Il avait eu beaucoup de plaisir. Quand il avait tenté d’en témoigner devant ses amis, sa femme avait dit ce jour-là:

-“Je ne me suis jamais autant ennuyée, il faisait un vent humide, le soleil n’est apparu qu’au moment de notre départ, moi j’avais envie de rester à l’hôtel et de lire, loin des enfants, calme enfin, et lui me traînait à pied, en gondole à mazout, dans tous les coins et recoins de Venise, on a passé un après-midi entier dans un cimetière sur une île à regarder des tombes… C’était sinistre!”

En entendant cela, Mallodo n’en cru pas ses oreilles. Pour beaucoup d’autres événements, chacun avait des vécus différents, mais n’acceptait pas de reconnaître le vécu de l’autre, tellement il était à l’opposé… du sien.

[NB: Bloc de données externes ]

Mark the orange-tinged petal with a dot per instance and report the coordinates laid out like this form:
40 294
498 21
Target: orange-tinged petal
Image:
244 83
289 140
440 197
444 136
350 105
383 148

Je ne vais pas insister davantage sur la vie de Mallodo l’incompris.

Je crois que vous m’avez compris. Sinon je risque d’avoir des douleurs lombaires… Oui, Mallodo est notre compagnon le plus familier. Il nous habite et apparaît dès que nous ne nous respectons plus. Au fond, Mallodo pourrait être considéré comme un ami. Chaque fois qu’il arrive, il tente à sa façon de nous dire:

-“Attention, il y a un conflit en toi, pas avec l’autre, mais avec toi-même. Soit tu ne t’es pas respecté, soit tu as voulu faire plaisir, satisfaire l’autre en renonçant à ton propre désir, en oubliant ton propre projet.

Mallodo utilise tout plein de trucs très habiles, douloureux d’accord, pour tenter de nous dire:

-“Prends le risque de t’affirmer, renonce à ton besoin maladif d’être approuvé, de rechercher l’accord de l’autre dans tout ce que tu fais ou ne fais pas. Prends le risque d’être plus toi-même.

Je vous le dis, car je l’ai fréquenté longtemps et je l’ai bien connu ainsi que son cousin Maldedo. Voilà le message fondamental de Mallodo l’incompris: Ose le risque de te respecter en restant en accord avec toi-même.